Was able to narrow down the issue to mod_erlang_event
:971-988 after resorting to "caveman debugging" with print statements:
static void listener_main_loop(listener_t *listener)
{
int status = 1;
while ((status >= 0 || erl_errno == ETIMEDOUT || erl_errno == EAGAIN) && !prefs.done) {
/* .. */
status = ei_xreceive_msg_tmo(listener->sockdes, &msg, &buf, 1);
switch_log_printf(/* .. */, "listener->sockdes: %d\n", listener->sockdes);
switch_log_printf(/* .. */,
"ei_xreceive_msg_tmo returned status=%d, erl_errno=%d, errno=%d\n",
status, erl_errno, errno);
/* .. */
Until something noteworthy happens, the loop above endlessly returns
listener->sockdes: 71
ei_xreceive_msg_tmo returned status=-1, erl_errno=110, errno=14
(according to error.h
, 110
is ETIMEDOUT
(connection timed out) and 14
is EFAULT
(bad address)) which seems to be normal behaviour according to the ei_connect
docs)
but when things go awry, it outputs
ei_xreceive_msg_tmo returned status=1, erl_errno=0, errno=22
where I think errno=22
is EINVAL
(invalid argument) and it probably indicates that ei_xreceive_msg_tmo()
received wrong input from the surrounding code (i.e., FreeSWITCH)?
update: As pointed out in the comments, ei_xreceive_msg_tmo()

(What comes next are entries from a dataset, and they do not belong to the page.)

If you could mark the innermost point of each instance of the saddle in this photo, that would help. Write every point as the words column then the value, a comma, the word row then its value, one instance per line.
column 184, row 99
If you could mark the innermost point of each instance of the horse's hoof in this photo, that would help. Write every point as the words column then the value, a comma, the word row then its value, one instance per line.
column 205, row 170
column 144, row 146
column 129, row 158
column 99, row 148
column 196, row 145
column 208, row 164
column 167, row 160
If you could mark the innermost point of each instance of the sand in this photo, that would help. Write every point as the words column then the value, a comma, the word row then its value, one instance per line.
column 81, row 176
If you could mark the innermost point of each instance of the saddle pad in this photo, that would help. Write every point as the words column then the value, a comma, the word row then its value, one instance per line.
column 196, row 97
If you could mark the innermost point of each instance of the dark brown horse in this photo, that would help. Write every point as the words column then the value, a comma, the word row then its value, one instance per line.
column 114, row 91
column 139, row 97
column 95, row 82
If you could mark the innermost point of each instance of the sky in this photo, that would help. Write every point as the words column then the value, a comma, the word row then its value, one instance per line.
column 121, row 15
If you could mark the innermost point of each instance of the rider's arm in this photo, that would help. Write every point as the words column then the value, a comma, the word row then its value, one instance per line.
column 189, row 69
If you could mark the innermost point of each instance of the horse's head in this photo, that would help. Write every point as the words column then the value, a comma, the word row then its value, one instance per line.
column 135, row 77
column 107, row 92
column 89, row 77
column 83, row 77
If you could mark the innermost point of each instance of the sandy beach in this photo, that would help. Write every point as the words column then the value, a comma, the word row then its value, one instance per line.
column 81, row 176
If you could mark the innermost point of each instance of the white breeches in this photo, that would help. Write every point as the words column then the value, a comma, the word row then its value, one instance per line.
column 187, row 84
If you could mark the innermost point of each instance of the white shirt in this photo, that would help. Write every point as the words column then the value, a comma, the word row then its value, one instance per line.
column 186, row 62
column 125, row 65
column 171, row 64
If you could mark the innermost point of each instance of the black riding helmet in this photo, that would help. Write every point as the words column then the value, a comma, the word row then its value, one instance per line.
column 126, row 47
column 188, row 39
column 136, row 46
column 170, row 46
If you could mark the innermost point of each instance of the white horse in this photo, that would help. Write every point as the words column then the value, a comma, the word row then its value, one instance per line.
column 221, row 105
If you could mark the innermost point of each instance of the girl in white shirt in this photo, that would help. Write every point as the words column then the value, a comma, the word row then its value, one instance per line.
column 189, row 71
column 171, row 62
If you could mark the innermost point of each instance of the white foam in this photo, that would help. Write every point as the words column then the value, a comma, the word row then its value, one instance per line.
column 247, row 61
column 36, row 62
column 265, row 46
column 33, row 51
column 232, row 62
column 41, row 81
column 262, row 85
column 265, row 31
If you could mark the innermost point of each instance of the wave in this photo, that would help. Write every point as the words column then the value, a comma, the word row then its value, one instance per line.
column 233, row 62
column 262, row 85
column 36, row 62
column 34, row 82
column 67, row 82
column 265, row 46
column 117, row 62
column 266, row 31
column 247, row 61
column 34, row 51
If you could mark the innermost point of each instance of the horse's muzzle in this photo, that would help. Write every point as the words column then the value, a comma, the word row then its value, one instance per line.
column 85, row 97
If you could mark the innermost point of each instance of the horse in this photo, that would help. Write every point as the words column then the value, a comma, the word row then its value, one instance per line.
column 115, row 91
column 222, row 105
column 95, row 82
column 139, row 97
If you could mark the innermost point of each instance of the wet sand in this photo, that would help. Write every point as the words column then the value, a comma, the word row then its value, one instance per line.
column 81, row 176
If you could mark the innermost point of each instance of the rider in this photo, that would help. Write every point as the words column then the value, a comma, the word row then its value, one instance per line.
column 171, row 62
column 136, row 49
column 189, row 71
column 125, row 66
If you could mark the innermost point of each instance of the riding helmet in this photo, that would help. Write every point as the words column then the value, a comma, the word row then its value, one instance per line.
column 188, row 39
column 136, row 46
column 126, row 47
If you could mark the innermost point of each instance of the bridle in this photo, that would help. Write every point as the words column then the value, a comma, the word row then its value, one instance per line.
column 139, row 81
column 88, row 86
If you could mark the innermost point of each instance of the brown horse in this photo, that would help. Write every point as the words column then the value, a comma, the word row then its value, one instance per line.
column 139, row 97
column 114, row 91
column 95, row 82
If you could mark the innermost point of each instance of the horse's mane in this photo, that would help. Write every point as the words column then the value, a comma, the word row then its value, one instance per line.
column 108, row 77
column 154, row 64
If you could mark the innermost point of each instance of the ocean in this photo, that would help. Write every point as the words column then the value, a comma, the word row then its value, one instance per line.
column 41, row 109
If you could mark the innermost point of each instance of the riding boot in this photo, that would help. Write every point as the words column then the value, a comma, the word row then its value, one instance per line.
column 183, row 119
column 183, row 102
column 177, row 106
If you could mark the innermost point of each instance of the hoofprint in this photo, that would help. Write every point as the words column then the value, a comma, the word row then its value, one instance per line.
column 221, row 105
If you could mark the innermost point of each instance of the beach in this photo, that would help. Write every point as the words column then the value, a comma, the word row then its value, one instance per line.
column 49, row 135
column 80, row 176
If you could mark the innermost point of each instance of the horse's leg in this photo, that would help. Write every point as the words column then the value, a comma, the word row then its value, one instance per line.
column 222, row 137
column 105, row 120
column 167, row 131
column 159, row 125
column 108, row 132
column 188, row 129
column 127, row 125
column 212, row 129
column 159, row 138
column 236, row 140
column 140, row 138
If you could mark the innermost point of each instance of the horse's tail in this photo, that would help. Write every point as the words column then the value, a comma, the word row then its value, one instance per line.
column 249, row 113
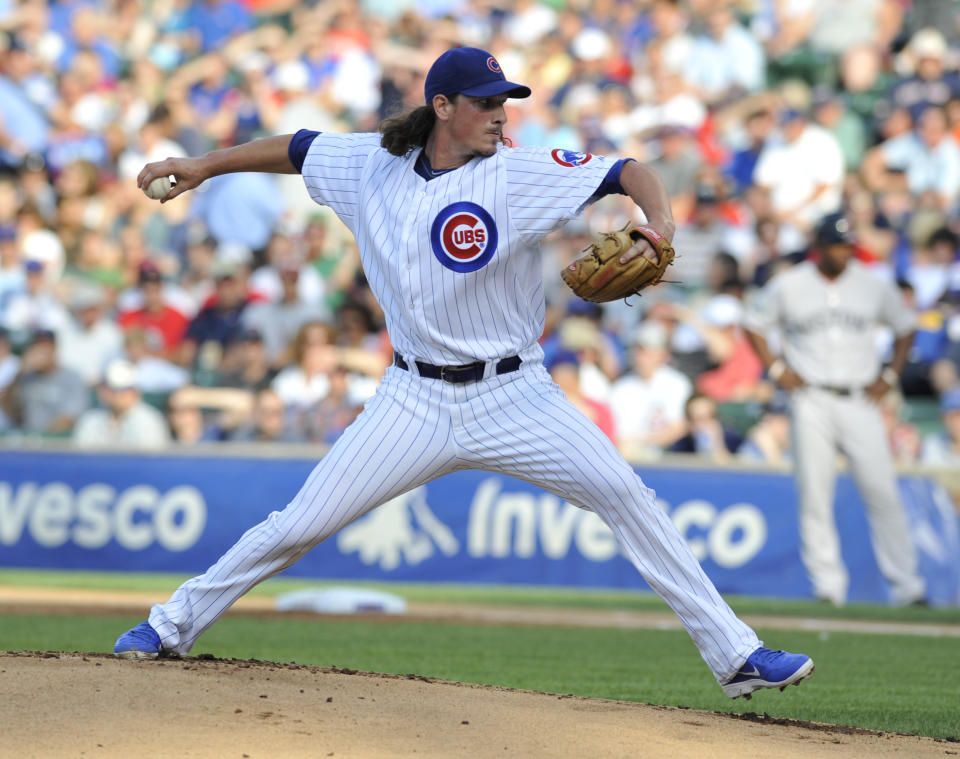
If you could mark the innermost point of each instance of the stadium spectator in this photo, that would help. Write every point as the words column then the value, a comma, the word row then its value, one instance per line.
column 648, row 403
column 44, row 398
column 269, row 422
column 904, row 437
column 83, row 107
column 769, row 440
column 219, row 321
column 278, row 320
column 90, row 339
column 124, row 421
column 737, row 370
column 706, row 435
column 155, row 315
column 929, row 83
column 803, row 174
column 565, row 371
column 725, row 61
column 925, row 162
column 36, row 307
column 246, row 364
column 942, row 449
column 758, row 127
column 307, row 380
column 155, row 373
column 678, row 165
column 326, row 419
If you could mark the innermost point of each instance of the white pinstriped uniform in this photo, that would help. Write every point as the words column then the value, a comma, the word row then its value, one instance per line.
column 416, row 429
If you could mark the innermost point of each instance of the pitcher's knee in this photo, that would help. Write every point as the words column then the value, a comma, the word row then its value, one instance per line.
column 296, row 532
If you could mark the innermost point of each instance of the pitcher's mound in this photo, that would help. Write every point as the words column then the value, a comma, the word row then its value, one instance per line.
column 94, row 705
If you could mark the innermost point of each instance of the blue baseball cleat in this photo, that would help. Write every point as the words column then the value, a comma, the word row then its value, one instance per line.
column 142, row 642
column 768, row 669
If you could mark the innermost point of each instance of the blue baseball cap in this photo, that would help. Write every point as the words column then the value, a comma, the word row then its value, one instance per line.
column 834, row 229
column 473, row 72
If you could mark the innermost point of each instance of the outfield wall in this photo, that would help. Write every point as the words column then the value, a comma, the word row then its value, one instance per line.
column 177, row 512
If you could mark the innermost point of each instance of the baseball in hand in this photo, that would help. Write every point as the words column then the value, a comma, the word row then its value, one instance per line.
column 158, row 188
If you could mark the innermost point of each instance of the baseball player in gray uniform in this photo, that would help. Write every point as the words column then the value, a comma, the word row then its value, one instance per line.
column 827, row 315
column 448, row 222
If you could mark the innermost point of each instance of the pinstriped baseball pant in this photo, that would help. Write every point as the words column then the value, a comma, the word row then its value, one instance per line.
column 415, row 430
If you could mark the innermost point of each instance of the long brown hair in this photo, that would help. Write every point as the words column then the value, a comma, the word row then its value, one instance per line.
column 408, row 131
column 411, row 129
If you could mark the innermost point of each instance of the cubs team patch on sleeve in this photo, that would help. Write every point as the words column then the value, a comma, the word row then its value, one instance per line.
column 570, row 158
column 463, row 237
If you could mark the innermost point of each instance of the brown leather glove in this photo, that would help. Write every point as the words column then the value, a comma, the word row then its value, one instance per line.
column 599, row 276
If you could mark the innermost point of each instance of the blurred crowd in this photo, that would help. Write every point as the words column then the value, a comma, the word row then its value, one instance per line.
column 240, row 312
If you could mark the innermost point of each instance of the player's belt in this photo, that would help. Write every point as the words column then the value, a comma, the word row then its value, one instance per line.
column 458, row 374
column 836, row 390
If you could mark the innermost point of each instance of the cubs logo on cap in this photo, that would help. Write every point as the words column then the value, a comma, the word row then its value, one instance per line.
column 463, row 237
column 471, row 71
column 569, row 158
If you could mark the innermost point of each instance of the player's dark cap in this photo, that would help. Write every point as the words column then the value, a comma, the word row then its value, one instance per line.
column 834, row 229
column 471, row 71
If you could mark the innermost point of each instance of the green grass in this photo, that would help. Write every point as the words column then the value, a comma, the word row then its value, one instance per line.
column 486, row 594
column 882, row 682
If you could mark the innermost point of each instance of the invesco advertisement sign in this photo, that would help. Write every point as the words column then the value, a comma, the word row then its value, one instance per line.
column 178, row 513
column 53, row 514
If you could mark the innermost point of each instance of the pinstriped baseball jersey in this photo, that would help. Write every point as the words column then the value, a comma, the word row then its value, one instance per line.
column 454, row 262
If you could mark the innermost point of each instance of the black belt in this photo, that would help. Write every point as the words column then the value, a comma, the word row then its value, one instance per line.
column 845, row 392
column 457, row 374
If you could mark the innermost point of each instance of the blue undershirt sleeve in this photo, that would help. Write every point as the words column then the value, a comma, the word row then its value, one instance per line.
column 300, row 144
column 611, row 182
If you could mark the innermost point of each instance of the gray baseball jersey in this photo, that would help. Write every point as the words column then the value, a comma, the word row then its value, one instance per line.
column 828, row 327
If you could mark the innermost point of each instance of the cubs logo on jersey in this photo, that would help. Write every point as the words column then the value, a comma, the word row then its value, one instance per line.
column 569, row 158
column 463, row 237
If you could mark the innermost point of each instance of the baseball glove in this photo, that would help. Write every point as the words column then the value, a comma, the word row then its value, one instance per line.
column 600, row 277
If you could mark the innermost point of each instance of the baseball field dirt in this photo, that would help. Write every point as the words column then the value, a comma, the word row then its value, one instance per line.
column 94, row 705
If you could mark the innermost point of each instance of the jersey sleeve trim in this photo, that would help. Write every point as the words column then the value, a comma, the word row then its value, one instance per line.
column 299, row 145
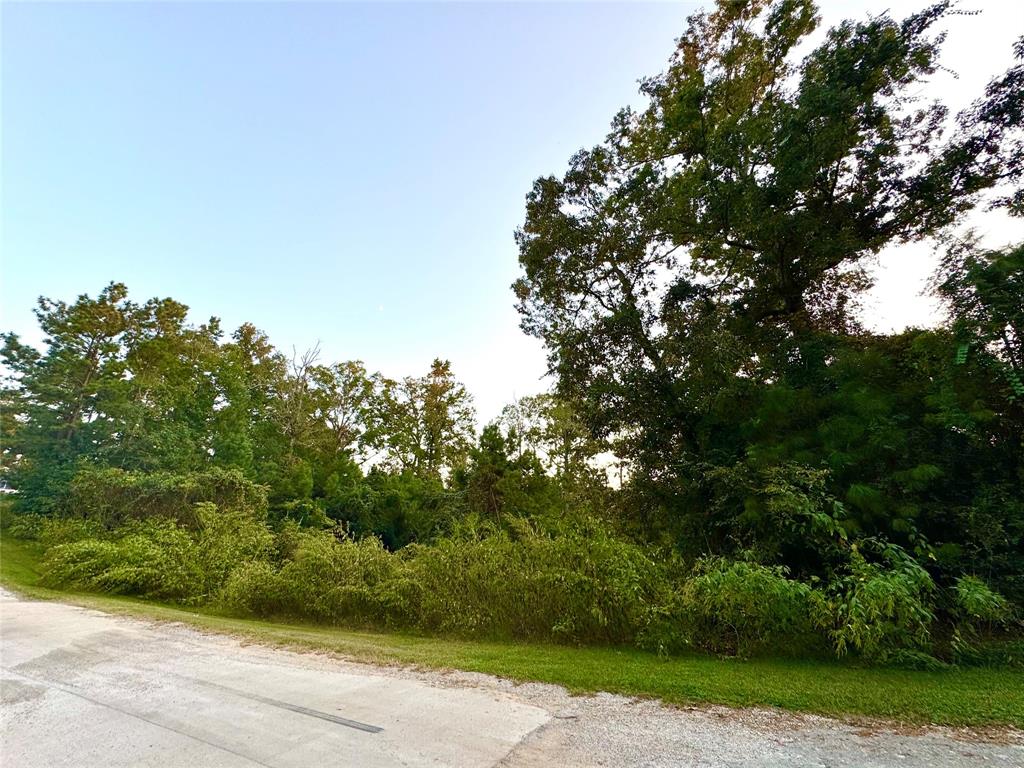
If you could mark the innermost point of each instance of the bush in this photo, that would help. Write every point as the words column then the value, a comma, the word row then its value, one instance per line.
column 978, row 613
column 114, row 497
column 582, row 587
column 738, row 608
column 155, row 559
column 881, row 608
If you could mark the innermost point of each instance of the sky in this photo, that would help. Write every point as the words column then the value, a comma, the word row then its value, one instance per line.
column 347, row 174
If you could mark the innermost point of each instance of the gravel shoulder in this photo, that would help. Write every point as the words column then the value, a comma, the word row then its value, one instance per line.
column 443, row 718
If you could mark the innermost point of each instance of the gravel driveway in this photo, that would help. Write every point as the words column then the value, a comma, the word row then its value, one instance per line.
column 80, row 687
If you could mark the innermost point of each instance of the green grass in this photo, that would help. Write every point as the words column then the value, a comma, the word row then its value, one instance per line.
column 965, row 696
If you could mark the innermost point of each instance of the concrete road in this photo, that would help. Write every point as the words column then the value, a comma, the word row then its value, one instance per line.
column 83, row 688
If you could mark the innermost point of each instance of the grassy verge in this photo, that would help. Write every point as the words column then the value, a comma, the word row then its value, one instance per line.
column 968, row 696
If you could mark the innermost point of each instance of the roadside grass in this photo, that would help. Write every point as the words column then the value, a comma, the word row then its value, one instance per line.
column 960, row 696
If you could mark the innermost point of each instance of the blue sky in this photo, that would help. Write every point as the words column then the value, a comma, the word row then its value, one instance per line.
column 348, row 174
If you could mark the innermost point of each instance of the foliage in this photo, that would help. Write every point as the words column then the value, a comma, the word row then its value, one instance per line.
column 783, row 478
column 743, row 608
column 881, row 609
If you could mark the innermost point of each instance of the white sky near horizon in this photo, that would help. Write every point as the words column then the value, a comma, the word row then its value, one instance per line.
column 350, row 174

timeout possibly needs to be raised, but that wasn't the root cause, and now I get:
listener exit: status=-1, erl_errno=0 errno=14`
With that said, @JohnBollinger answered the question, and if anyone is interested in the issue itself, it is tracked here: signalwire/freeswitch
issue #2808.
My takeaway is that if erl_errno
is 0, it means that functions used from Erlang C libraries (e.g., ei
) probably did not fail and the issue is possibly in the one's own code (or in the codebase one tries to integrate with Erlang).
Also, to recap:
ei_xreceive_msg_tmo returned status=1, erl_errno=0, errno=22
This was possibly fixed by raising the timeout from 1 ms.
listener exit: status=-1, erl_errno=0 errno=14
mod_erlang_event
's main loop assumed that erl_errno
will always hold the latest failure codes (e.g., EAGAIN
or ETIMEDOUT
) based on a bug in ei
, but this was fixed in Erlang 22, and the loop condition exited when erl_errno
was re-set to 0. See issue #2808 for the specifics.
Thank you, @ticktalk and @JohnBollinger! It was indeed the timeout, and changing it to 100 solved the issue (and I was ready to rule it out...).
John, I truly appreciate your comments and answer for broadening my perspective and your taking the time & digging into the FreeSWITCH changelogs. Can't tell you how many times I perused that page and the GitHub ones as well... This taught me a valuable lesson.
If an Erlang C-node exits while
erl_errno
is 0, could that be construed that the issue is probably not Erlang related?
That would not be a safe assumption in general.
If a C node exits from inside a call to an Erlang-API function, then erl_errno
may nevertheless be zero at that point, yet the issue is definitely Erlang related, even if the root is on the C side. And if a C node exits outside any call to an Erlang-API function then that might still be because an Erlang function did something that the C node did not expect, and therefore did not handle properly, whether the API call was successful or not. That's still Erlang related.
It is not clear from the code posted that you are observing such circumstances in your case. You provide evidence that erl_errno
is zero at a particular point in the node's execution, but that doesn't prove that it is still zero when the node exits.
However, even if we assume that there are no other calls to the Erlang API between the one shown and the C node's termination, such that the failure occurs outside the Erlang API with erl_errno
still zero, there is still the possibility that the C node is tripping over something that ei_xreceive_msg_tmo()
did when it ran. We can't speak to what exactly that might be, because you have not presented any relevant code, but to the question actually posed: no.
Inasmuch as the code presented seems focused on making calls into the Erlang API and (presumably) processing the results obtained, it seems overwhelmingly likely that any issue it has is Erlang-related in some way. Especially so if the same C node code works as expected in a different environment, which the question seems to imply.